7) Do some hardcore/freaky/awesome photo shoots with Canadian bodybuilder Antoine Vaillant, both looking so insanely pumped our skin looks like it can barely contain the mass exploding out underneath, ripped & cut to shreds, veins popping up and running all over our freaky bulging mass, both giving it some awesome/cocky attitude, every resulting picture EXPLODING with hyper-masculinity, confidence, aggression and power!!
8) Be the cause of some legendary posedown’s with my fellow muscle freaks on stage, pressing heads with Steve Kuclo while they both aggressively opens their mouths wide and squeeze out huge crazy Most Muscular’s, wiping, rubbing, and touching Nick Trigili’s big thick crazy ripped quads as he prepares for a big abs & thighs and wrapping his arm round Jason Huh’s neck as they crunch their tight stacked abs, bodies pressed up tight against each other, big thick tan drenched quads rubbing together.
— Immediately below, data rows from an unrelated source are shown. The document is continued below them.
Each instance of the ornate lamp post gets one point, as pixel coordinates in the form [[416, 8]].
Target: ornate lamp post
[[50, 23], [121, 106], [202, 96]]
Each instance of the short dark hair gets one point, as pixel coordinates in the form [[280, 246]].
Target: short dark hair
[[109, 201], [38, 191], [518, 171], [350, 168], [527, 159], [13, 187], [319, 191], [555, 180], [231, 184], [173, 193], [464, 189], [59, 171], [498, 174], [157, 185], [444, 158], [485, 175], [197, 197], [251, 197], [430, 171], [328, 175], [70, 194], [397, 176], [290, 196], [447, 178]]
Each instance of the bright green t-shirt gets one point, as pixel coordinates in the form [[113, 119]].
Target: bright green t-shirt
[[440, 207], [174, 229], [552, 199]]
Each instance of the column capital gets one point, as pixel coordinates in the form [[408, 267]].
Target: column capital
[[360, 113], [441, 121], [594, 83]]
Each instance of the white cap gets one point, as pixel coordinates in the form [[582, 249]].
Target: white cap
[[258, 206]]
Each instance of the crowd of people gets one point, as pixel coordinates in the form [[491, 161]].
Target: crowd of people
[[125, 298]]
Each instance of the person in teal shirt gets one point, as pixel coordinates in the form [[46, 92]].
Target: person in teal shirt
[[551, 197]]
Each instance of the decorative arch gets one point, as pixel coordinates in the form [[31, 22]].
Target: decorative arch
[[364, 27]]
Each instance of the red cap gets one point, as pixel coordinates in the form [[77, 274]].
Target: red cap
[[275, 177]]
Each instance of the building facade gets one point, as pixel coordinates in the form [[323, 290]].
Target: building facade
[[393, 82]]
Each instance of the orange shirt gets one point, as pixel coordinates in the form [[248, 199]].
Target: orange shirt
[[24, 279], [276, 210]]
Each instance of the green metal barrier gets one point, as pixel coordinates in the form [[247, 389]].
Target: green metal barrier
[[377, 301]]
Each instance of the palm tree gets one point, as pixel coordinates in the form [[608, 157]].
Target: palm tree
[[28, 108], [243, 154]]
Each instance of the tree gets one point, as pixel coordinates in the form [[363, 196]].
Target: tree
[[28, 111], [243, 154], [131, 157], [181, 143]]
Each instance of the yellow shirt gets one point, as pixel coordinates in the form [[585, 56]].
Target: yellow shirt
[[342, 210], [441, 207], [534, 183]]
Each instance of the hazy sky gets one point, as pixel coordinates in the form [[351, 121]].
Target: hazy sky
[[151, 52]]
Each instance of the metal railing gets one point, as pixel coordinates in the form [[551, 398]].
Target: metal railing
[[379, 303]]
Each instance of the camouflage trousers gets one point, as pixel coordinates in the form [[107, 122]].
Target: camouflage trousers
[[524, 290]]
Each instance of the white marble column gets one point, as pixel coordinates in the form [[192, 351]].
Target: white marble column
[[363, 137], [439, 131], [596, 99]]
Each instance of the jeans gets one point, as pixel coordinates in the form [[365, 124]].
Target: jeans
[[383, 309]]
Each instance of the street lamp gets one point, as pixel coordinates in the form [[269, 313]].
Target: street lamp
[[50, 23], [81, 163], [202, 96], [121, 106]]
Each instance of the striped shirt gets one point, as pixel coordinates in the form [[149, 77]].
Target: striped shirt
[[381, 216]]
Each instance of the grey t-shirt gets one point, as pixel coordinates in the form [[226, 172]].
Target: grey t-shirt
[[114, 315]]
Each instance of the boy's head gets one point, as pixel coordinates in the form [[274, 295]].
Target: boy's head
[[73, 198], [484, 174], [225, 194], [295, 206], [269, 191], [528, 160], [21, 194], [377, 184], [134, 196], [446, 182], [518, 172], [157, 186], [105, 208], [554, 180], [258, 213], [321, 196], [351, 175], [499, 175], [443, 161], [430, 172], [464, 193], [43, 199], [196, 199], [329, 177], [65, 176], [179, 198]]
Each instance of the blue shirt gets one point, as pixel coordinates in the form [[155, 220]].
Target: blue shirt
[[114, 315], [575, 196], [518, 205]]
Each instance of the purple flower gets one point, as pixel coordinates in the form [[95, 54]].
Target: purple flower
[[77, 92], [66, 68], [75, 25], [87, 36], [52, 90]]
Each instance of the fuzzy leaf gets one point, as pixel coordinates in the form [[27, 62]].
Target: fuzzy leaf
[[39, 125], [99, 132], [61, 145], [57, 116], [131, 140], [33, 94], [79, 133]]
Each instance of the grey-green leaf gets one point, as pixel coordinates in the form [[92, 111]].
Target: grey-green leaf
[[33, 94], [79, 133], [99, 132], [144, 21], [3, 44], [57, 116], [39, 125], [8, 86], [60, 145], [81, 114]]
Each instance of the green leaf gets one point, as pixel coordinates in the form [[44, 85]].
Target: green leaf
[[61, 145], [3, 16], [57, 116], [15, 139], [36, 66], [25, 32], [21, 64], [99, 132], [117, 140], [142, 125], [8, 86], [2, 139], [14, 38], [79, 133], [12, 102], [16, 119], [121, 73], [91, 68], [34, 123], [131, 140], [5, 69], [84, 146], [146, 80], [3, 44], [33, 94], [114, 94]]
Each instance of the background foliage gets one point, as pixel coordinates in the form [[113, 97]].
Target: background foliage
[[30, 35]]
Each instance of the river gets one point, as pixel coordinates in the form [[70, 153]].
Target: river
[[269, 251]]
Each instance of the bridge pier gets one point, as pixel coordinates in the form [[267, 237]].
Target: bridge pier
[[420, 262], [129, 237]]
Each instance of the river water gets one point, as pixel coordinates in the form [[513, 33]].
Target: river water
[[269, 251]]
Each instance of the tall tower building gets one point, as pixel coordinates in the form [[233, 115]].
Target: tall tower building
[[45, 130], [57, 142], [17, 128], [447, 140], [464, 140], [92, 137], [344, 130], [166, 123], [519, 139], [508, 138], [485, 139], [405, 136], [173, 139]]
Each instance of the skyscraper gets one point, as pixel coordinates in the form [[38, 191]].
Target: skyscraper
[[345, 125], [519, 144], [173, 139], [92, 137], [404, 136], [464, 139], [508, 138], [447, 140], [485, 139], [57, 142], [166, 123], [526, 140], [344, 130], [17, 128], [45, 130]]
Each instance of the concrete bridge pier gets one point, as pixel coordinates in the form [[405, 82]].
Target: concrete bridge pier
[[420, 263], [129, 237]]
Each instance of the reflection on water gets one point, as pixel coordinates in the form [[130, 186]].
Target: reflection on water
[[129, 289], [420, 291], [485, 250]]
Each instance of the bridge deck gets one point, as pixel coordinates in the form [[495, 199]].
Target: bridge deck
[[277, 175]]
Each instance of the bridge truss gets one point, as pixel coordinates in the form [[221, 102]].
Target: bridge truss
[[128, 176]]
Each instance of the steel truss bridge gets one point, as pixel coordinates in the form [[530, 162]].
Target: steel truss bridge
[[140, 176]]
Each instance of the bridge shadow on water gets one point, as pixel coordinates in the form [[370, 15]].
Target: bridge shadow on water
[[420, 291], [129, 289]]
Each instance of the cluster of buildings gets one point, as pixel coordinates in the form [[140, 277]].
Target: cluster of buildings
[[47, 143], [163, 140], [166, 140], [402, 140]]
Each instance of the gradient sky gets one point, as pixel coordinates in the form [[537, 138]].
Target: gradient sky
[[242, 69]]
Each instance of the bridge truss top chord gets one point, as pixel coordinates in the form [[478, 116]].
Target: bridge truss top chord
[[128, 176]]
9) Produce a Cody “The Quadfather” Lewis DVD, which includes loads of honest, cocky, “straight talking” confessions about how awesome it feels to be a pumped up muscle freak, loads of posing for the camera, awesome close up shots, and trips/photo shoots to parks and cities where Cody waddles round in nothing but shades, posing trunks and trainers/boots, watch every one gasp, stare and shriek as he struts his beef in the middle of a crowded street or a packed park, then starts hitting some awesome freaky poses for the camera as he draws a crowd of shocked, surprised, fearful, admiring & aroused non-muscle freaks, at 1 point, turning to the camera and making a frank & honest confession “I feel like a God”!
10) Make every bitch wet and every dude hard whenever he walks into a room. Oh wait…my bad, he does that already.